O Troféu Super Vôlei foi criado para suprir a não realização dos playoffs da temporada 2019/2020 da Superliga, que foram cancelados em virtude da pandemia do COVID-19.

EMS/FUNVIC/TAUBATÉ – Bruninho, Felipe Roque, João Rafael, Maurício Borges, Lucão, Maurício Souza, Thales (L). Entraram: Biela, Raphael. Técnico: Javier Weber

SADA/CRUZEIRO – Cachopa, Alan, Conte, López, Isac, Otávio, Lukinha (L). Entraram: Filipe, Rodriguinho, Cledenilson, Oppenkoski. Técnico: Marcelo Mendez

A campanha do título

Quartas-de-final

21/10 Taubaté 3×0 Vôlei Ribeirão 25/17, 25/13, 25/12

Semifinal

23/10 Taubaté 3×0 Minas 25/23, 25/20, 25/13

Final

24/10 Taubaté 3×0 Cruzeiro 25/23, 29/27, 25/21

Fonte: CBV

DE VIRADA, ITAMBÉ/MINAS É HEPTACAMPEÃO MINEIRO

Pela sétima vez, o Itambé/Minas é campeão mineiro feminino de vôlei. Jogando em Uberlândia, na Arena Praia, pela 3ª rodada da competição, o atual campeão sul-americano derrotou o Praia Clube, time da casa, de virada, por 3×1, com parciais de 22/25, 25/15, 25/12, 25/22. Com o resultado, o Minas igualou a marca de títulos estaduais do Praia no campeonato mineiro. As duas equipes possuem 7 conquistas na história do torneio. Completou o pódio da competição de 2020, na 3ª posição, o Brasília Vôlei após vencer o Valinhos por 3×0, também em jogo válido pela 3ª rodada do torneio.

Ao final da partida, a central Thaísa do Minas conversou com a imprensa sobre o jogo com o Praia e a conquista do título. “É muito difícil jogar contra o Praia, a gente tem de entrar forte. Começamos mal, mas depois retomamos o nosso jogo. Estamos felizes com a vitória, mas sabemos que todos os times ainda vão evoluir muito. De qualquer forma, ganhar um clássico e ganhar um título é muito bom”.
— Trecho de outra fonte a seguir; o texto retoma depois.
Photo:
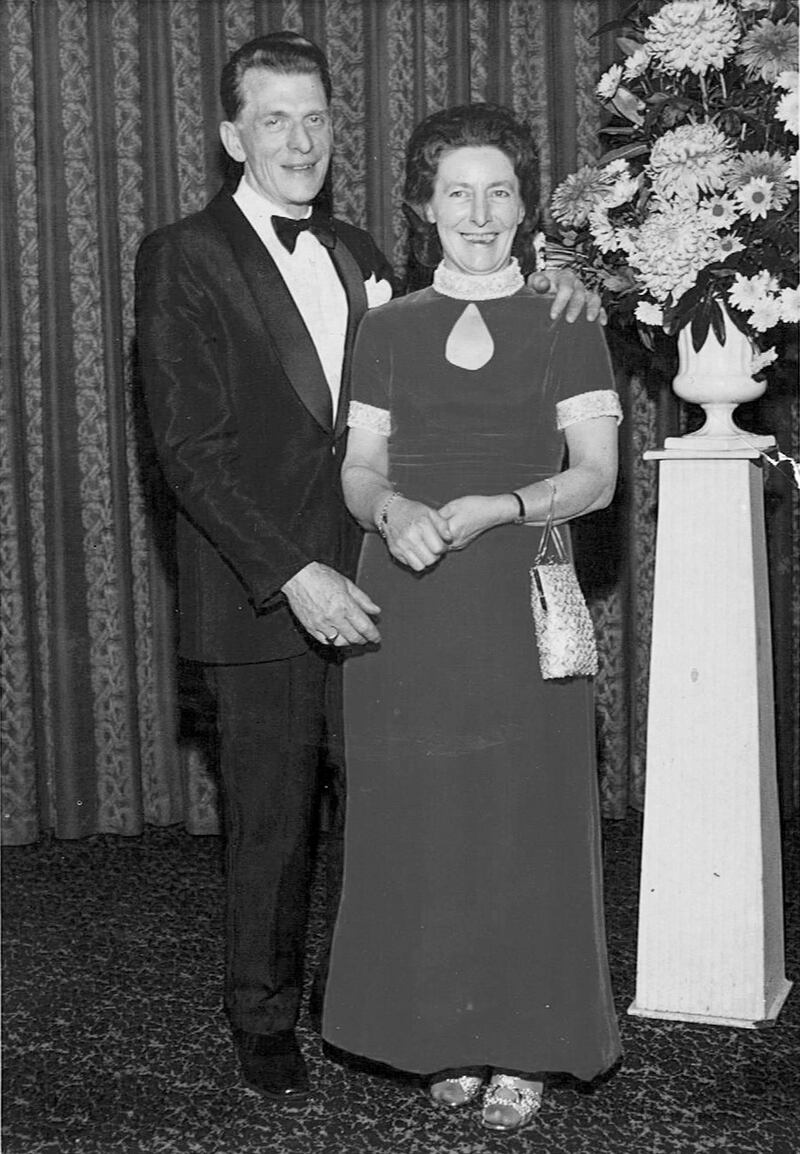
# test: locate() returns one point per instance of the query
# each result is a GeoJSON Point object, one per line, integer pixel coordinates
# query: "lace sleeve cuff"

O campeão mineiro feminino de vôlei 2020/Divulgação FMV

APÓS 3 ANOS, OSASCO VENCE O PAULISTA NOVAMENTE

Depois de 3 anos de jejum, o Osasco/Audax voltou a conquistar o Campeonato Paulista feminino de vôlei. Foi o décimo quinto título estadual da equipe na história da competição. Em 2020, na decisão do torneio, jogando no domínio adversário, no Ginásio Panela de Pressão, contra o Sesi/Bauru, após abrir 2×0 no placar, o Osasco sofreu uma virada no tie-break. Como havia vencido o 1º jogo das finais, em casa, também no tie-break, o time dirigido pelo técnico Luizomar de Moura precisou do Golden Set para conquistar o campeonato por 25×22. Com a derrota, depois de uma 1ª fase invicta, o time do técnico Anderson Rodrigues perdeu a chance de conquistar o 2º título estadual. Em 2018, o Sesi/Bauru foi campeão paulista derrotando o Osasco nas finais.

O campeão paulista pela 15ª vez/Divulgação

SESC/FLAMENGO É CAMPEÃO CARIOCA

Ontem, 19 de Outubro, na Gávea, no Rio de Janeiro, o Sesc/Flamengo conquistou o Campeonato Carioca feminino de vôlei 2020. Na decisão do título, a equipe rubro-negra derrotou o Fluminense por 3×0, com parciais de 25/22, 25/19, 25/22. Foi o primeiro título da recém parceria entre o time de Bernardinho e o clube de futebol mais popular do país. Com o resultado, o bicampeão olímpico foi campeão carioca feminino pela 17ª vez.

Como Rio de Janeiro, o projeto de Bernardinho venceu o estadual feminino por 16 vezes. A última vez em que uma equipe quebrou essa hegemonia foi em 2016. Naquele ano, o Fluminense, maior campeão estadual com 28 títulos, venceu o campeonato. Já o Flamengo, não era campeão carioca desde 1984, há 36 anos.